Filing under #unfrackingbelievable
10:47 am on June 22nd, 2011
WOW! I have to read that too. We currently have a nation-wide postal strike going on in Canada.
It started out as “rolling” day strikes in certain cities but we were told that they were close to an agreement. So much for that – now weeks into it – it’s gone nation-wide.
The general public – does not support the strike.
11:05 pm on June 26th, 2011
I saw that they are still on strike but then the article asked “Do the Canadian citizens really care if they don’t have postal workers?” Oops – bad strike plan guys! Going on strike during bad economic times is so ridiculous and gross, it’s unreal. Grrr.

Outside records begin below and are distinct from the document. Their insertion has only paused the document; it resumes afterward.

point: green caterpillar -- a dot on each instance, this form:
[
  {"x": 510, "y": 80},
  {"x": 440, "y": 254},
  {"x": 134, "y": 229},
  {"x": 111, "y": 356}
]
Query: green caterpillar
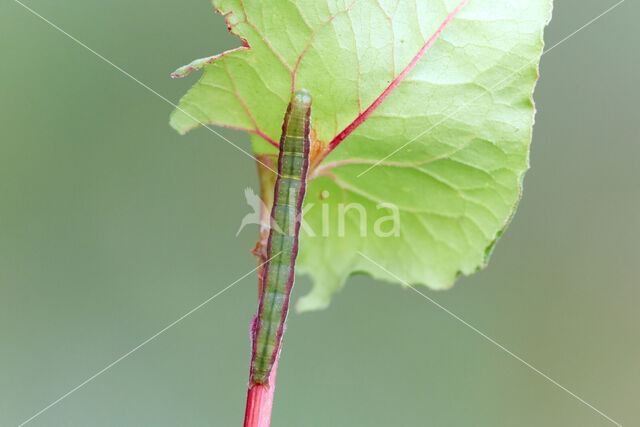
[{"x": 282, "y": 246}]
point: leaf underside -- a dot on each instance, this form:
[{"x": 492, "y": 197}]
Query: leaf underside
[{"x": 465, "y": 113}]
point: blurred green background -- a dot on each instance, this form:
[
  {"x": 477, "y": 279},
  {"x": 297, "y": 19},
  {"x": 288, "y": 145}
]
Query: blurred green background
[{"x": 112, "y": 226}]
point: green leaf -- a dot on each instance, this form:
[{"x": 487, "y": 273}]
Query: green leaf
[{"x": 459, "y": 125}]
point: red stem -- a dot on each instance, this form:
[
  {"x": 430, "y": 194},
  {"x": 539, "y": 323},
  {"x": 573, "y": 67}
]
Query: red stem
[
  {"x": 260, "y": 402},
  {"x": 366, "y": 113}
]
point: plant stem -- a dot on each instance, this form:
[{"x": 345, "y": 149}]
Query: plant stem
[{"x": 260, "y": 402}]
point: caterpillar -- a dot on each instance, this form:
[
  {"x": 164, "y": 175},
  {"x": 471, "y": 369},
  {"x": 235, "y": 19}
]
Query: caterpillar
[{"x": 282, "y": 244}]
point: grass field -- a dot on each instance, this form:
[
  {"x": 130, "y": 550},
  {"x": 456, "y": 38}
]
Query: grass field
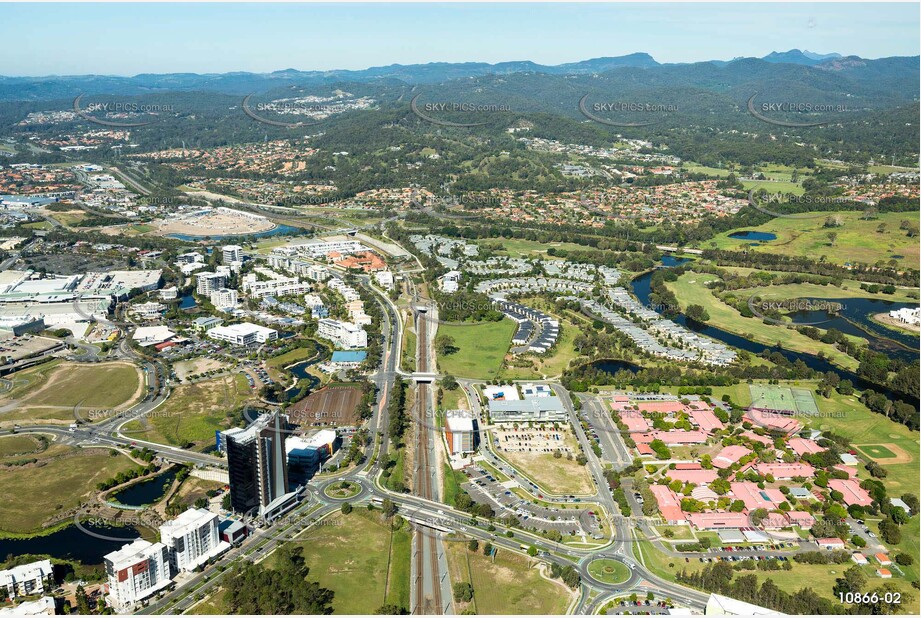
[
  {"x": 509, "y": 583},
  {"x": 553, "y": 363},
  {"x": 408, "y": 350},
  {"x": 609, "y": 571},
  {"x": 819, "y": 577},
  {"x": 193, "y": 412},
  {"x": 858, "y": 240},
  {"x": 796, "y": 400},
  {"x": 52, "y": 391},
  {"x": 556, "y": 476},
  {"x": 850, "y": 289},
  {"x": 480, "y": 348},
  {"x": 876, "y": 451},
  {"x": 36, "y": 495},
  {"x": 691, "y": 288},
  {"x": 358, "y": 558}
]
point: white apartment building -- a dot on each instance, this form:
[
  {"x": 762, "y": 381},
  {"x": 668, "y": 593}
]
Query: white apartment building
[
  {"x": 275, "y": 287},
  {"x": 345, "y": 334},
  {"x": 243, "y": 334},
  {"x": 209, "y": 282},
  {"x": 384, "y": 279},
  {"x": 224, "y": 298},
  {"x": 192, "y": 539},
  {"x": 321, "y": 249},
  {"x": 27, "y": 579},
  {"x": 136, "y": 571},
  {"x": 232, "y": 253}
]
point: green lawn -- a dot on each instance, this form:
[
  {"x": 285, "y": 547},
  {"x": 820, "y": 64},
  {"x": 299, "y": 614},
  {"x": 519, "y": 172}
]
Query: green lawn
[
  {"x": 507, "y": 584},
  {"x": 857, "y": 240},
  {"x": 53, "y": 391},
  {"x": 193, "y": 412},
  {"x": 481, "y": 348},
  {"x": 609, "y": 571},
  {"x": 691, "y": 288},
  {"x": 35, "y": 496}
]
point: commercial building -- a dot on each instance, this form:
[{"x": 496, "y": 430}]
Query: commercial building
[
  {"x": 460, "y": 431},
  {"x": 209, "y": 282},
  {"x": 244, "y": 333},
  {"x": 537, "y": 409},
  {"x": 344, "y": 334},
  {"x": 718, "y": 605},
  {"x": 257, "y": 463},
  {"x": 27, "y": 579},
  {"x": 136, "y": 571},
  {"x": 192, "y": 539},
  {"x": 231, "y": 253}
]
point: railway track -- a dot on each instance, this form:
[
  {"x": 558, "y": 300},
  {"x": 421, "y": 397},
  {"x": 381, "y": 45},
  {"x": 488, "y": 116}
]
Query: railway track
[{"x": 428, "y": 599}]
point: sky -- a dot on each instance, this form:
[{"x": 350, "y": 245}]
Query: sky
[{"x": 128, "y": 39}]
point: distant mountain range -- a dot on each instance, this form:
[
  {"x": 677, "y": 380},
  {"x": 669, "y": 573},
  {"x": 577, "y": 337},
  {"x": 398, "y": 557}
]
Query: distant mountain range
[{"x": 60, "y": 87}]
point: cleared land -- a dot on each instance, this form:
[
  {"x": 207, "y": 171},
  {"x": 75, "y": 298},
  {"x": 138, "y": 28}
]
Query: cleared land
[
  {"x": 51, "y": 391},
  {"x": 858, "y": 240},
  {"x": 508, "y": 584},
  {"x": 18, "y": 445},
  {"x": 361, "y": 560},
  {"x": 332, "y": 405},
  {"x": 41, "y": 493},
  {"x": 193, "y": 412},
  {"x": 481, "y": 348},
  {"x": 557, "y": 476}
]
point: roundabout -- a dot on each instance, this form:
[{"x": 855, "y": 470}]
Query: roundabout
[
  {"x": 609, "y": 571},
  {"x": 340, "y": 490}
]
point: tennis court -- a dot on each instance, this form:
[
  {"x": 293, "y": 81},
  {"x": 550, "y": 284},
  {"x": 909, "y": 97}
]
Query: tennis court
[{"x": 798, "y": 401}]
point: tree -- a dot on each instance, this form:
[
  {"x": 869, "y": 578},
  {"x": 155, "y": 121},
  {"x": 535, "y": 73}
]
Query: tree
[
  {"x": 390, "y": 610},
  {"x": 697, "y": 313},
  {"x": 388, "y": 507},
  {"x": 83, "y": 602},
  {"x": 463, "y": 592},
  {"x": 449, "y": 383}
]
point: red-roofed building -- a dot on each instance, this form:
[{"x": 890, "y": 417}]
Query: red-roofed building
[
  {"x": 634, "y": 421},
  {"x": 801, "y": 518},
  {"x": 730, "y": 455},
  {"x": 669, "y": 504},
  {"x": 756, "y": 498},
  {"x": 830, "y": 543},
  {"x": 697, "y": 477},
  {"x": 706, "y": 420},
  {"x": 751, "y": 435},
  {"x": 771, "y": 420},
  {"x": 661, "y": 407},
  {"x": 802, "y": 446},
  {"x": 852, "y": 491},
  {"x": 785, "y": 471},
  {"x": 680, "y": 437},
  {"x": 851, "y": 472},
  {"x": 715, "y": 520}
]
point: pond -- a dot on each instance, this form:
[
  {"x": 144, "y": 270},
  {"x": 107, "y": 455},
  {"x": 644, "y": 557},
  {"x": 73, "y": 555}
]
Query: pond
[
  {"x": 278, "y": 230},
  {"x": 752, "y": 235},
  {"x": 71, "y": 543},
  {"x": 641, "y": 288},
  {"x": 146, "y": 492}
]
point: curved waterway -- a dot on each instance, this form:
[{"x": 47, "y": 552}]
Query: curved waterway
[{"x": 642, "y": 287}]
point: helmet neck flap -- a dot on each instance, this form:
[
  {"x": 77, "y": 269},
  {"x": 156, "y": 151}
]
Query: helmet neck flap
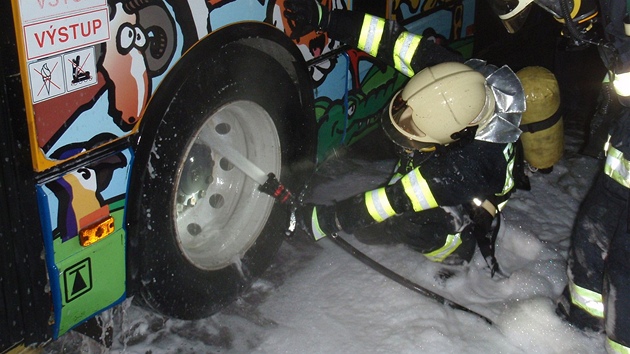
[{"x": 500, "y": 125}]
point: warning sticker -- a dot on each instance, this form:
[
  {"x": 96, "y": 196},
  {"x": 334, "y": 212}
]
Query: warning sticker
[
  {"x": 46, "y": 79},
  {"x": 80, "y": 69},
  {"x": 77, "y": 280}
]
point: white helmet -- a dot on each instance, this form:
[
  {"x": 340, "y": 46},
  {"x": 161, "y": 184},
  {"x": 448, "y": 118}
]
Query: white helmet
[{"x": 439, "y": 102}]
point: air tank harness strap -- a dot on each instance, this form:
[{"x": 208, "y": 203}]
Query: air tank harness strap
[{"x": 546, "y": 123}]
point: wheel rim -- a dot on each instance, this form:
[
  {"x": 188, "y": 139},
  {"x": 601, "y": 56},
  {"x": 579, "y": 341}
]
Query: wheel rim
[{"x": 219, "y": 211}]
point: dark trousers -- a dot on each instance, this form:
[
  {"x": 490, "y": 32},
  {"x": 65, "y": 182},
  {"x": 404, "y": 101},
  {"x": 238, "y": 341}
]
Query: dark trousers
[{"x": 599, "y": 258}]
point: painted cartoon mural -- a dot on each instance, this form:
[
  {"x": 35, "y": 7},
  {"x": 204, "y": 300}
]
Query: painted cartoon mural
[{"x": 148, "y": 36}]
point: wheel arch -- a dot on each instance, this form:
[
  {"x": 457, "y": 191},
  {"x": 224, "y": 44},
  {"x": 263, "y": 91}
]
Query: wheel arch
[{"x": 261, "y": 36}]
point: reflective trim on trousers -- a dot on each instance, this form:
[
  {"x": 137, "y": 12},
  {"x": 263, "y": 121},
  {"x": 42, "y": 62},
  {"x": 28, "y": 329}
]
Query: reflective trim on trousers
[
  {"x": 510, "y": 156},
  {"x": 452, "y": 242},
  {"x": 404, "y": 50},
  {"x": 418, "y": 191},
  {"x": 617, "y": 167},
  {"x": 378, "y": 205},
  {"x": 617, "y": 348},
  {"x": 371, "y": 34},
  {"x": 318, "y": 233},
  {"x": 587, "y": 300}
]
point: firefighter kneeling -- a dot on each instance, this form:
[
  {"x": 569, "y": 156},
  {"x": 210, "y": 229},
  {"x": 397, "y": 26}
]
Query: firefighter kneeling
[
  {"x": 457, "y": 124},
  {"x": 444, "y": 198}
]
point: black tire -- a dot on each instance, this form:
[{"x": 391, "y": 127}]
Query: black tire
[{"x": 200, "y": 231}]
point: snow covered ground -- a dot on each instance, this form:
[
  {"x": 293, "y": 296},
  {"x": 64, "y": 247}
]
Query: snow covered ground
[{"x": 317, "y": 298}]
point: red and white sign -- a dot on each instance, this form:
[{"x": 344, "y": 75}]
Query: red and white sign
[
  {"x": 66, "y": 33},
  {"x": 38, "y": 10}
]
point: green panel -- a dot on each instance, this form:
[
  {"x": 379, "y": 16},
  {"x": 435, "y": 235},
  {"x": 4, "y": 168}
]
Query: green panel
[{"x": 92, "y": 279}]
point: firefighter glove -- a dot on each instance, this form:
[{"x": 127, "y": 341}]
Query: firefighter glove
[{"x": 305, "y": 16}]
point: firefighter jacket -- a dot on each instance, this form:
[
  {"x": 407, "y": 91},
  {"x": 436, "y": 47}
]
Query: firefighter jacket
[
  {"x": 460, "y": 173},
  {"x": 388, "y": 41}
]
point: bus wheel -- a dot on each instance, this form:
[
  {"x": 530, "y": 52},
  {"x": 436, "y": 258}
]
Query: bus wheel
[{"x": 202, "y": 230}]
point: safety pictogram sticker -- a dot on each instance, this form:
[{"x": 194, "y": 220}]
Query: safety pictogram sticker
[
  {"x": 46, "y": 79},
  {"x": 80, "y": 69},
  {"x": 77, "y": 280}
]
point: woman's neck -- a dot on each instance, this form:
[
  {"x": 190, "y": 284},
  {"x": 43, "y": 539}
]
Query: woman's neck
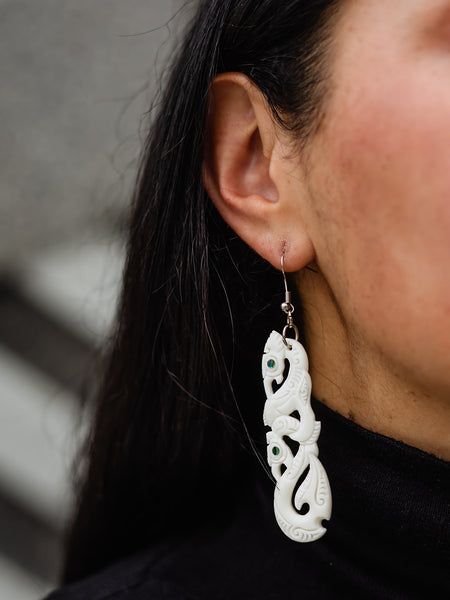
[{"x": 361, "y": 383}]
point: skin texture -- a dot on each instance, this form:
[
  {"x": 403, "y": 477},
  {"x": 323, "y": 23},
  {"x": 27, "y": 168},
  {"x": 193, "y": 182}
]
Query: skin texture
[{"x": 368, "y": 204}]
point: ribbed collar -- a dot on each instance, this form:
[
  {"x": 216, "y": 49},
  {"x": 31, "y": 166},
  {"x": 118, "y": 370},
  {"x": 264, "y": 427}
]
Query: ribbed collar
[{"x": 390, "y": 524}]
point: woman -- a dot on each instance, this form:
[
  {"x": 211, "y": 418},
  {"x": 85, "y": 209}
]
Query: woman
[{"x": 313, "y": 133}]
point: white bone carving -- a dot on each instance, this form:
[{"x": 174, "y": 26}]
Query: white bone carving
[{"x": 294, "y": 394}]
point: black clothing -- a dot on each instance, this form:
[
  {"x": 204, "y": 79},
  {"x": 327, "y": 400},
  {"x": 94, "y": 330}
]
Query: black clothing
[{"x": 389, "y": 536}]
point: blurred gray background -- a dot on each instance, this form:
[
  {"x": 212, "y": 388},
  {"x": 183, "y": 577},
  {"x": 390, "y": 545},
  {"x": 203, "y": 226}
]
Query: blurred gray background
[{"x": 77, "y": 78}]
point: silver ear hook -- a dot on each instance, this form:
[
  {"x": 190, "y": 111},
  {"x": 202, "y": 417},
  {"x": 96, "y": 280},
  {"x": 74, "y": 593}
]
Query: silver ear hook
[{"x": 288, "y": 308}]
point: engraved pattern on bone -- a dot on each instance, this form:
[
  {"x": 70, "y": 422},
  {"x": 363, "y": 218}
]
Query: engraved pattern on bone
[{"x": 294, "y": 394}]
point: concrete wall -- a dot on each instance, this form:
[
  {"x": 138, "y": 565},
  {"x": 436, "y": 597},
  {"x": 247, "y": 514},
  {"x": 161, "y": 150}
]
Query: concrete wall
[{"x": 75, "y": 77}]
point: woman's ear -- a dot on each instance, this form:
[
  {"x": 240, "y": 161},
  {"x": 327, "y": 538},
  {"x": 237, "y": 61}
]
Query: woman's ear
[{"x": 256, "y": 187}]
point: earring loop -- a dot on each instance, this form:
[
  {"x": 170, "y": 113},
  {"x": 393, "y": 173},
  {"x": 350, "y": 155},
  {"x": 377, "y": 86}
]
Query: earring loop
[{"x": 288, "y": 308}]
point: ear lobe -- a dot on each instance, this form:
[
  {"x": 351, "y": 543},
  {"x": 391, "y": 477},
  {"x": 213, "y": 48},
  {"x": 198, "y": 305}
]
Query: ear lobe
[{"x": 243, "y": 173}]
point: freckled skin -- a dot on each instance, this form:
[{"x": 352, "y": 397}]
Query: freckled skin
[{"x": 379, "y": 216}]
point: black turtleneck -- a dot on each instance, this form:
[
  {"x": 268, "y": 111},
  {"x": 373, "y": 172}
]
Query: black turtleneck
[{"x": 388, "y": 537}]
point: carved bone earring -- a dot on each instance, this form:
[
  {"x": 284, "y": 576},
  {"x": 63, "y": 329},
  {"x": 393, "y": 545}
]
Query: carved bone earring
[{"x": 292, "y": 448}]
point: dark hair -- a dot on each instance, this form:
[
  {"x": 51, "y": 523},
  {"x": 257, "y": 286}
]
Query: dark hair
[{"x": 180, "y": 400}]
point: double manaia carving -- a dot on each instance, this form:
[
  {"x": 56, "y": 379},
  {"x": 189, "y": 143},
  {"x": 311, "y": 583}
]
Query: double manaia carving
[{"x": 299, "y": 508}]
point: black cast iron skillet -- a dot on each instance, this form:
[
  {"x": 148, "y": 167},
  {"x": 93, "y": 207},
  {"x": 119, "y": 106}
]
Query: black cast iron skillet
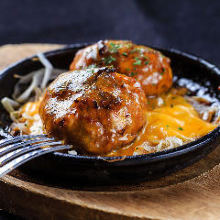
[{"x": 114, "y": 170}]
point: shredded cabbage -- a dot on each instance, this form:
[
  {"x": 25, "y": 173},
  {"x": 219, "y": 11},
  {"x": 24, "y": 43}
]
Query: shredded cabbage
[{"x": 37, "y": 81}]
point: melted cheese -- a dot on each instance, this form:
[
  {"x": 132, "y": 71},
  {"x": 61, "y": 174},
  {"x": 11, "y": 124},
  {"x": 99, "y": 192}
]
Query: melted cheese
[{"x": 171, "y": 122}]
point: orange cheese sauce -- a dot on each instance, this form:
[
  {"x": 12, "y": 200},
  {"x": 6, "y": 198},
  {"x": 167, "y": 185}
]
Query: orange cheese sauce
[{"x": 171, "y": 121}]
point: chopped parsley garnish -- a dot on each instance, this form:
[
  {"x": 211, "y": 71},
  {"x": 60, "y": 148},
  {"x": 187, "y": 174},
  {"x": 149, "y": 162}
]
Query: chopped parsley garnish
[
  {"x": 137, "y": 62},
  {"x": 146, "y": 62},
  {"x": 114, "y": 48},
  {"x": 109, "y": 59},
  {"x": 92, "y": 66},
  {"x": 163, "y": 71},
  {"x": 132, "y": 74}
]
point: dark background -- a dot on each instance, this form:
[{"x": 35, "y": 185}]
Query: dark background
[{"x": 188, "y": 25}]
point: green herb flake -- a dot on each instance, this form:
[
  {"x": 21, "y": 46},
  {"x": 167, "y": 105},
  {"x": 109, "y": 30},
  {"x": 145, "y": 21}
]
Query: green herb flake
[
  {"x": 127, "y": 69},
  {"x": 109, "y": 60},
  {"x": 163, "y": 71},
  {"x": 137, "y": 62},
  {"x": 146, "y": 62},
  {"x": 132, "y": 74},
  {"x": 125, "y": 54},
  {"x": 92, "y": 66},
  {"x": 114, "y": 47}
]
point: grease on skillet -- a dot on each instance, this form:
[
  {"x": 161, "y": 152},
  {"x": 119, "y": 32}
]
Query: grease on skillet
[{"x": 173, "y": 117}]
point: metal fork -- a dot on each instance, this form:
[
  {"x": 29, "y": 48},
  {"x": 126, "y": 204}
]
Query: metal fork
[{"x": 15, "y": 151}]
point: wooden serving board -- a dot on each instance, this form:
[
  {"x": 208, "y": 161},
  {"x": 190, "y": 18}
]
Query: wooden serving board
[{"x": 193, "y": 193}]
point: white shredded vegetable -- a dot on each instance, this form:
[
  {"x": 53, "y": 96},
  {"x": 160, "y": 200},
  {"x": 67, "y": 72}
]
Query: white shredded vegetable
[
  {"x": 37, "y": 81},
  {"x": 48, "y": 69}
]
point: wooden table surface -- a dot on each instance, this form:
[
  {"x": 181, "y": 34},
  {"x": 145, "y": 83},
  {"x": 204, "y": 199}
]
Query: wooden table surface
[{"x": 193, "y": 193}]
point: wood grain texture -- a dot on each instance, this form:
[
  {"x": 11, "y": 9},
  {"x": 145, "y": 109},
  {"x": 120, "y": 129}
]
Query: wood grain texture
[{"x": 193, "y": 193}]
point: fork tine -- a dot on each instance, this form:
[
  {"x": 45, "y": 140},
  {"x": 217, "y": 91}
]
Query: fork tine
[
  {"x": 11, "y": 147},
  {"x": 13, "y": 154},
  {"x": 13, "y": 140},
  {"x": 28, "y": 156}
]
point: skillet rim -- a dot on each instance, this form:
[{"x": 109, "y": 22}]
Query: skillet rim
[{"x": 137, "y": 159}]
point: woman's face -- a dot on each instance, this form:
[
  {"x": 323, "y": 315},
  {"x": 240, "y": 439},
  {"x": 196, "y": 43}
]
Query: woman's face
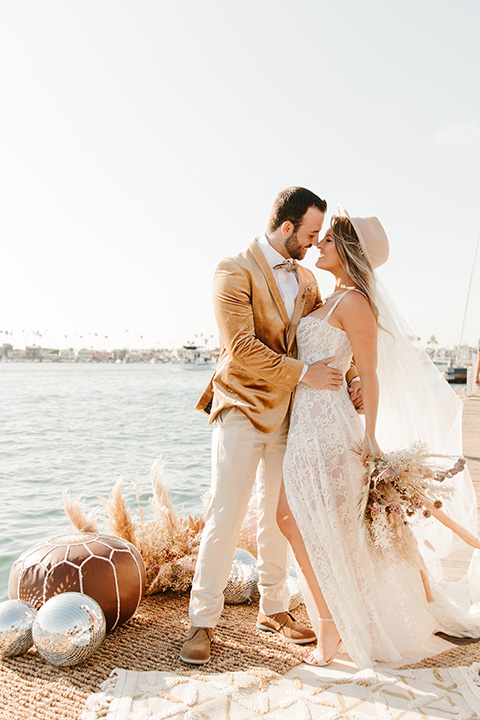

11:14 am on July 13th, 2011
The “plight of the downtrodden worker” mindset will never change.
I think it was more of a correction of a manufacturing process deficiency – Thain is/was an operations genius (however self-serving). Next to Den of Thieves and Barbarians at the Gate, it has become my favorite business book though it hits way too close to home. :)
9:26 am on July 14th, 2011
The downtrodden worker can kiss my arse!
Oh – I think he clearly did/notice something that was smart/helpful. I think the fact that it took him to do it and the entire set of workers and supervisors there to not do it is telling of the downtrodden worker.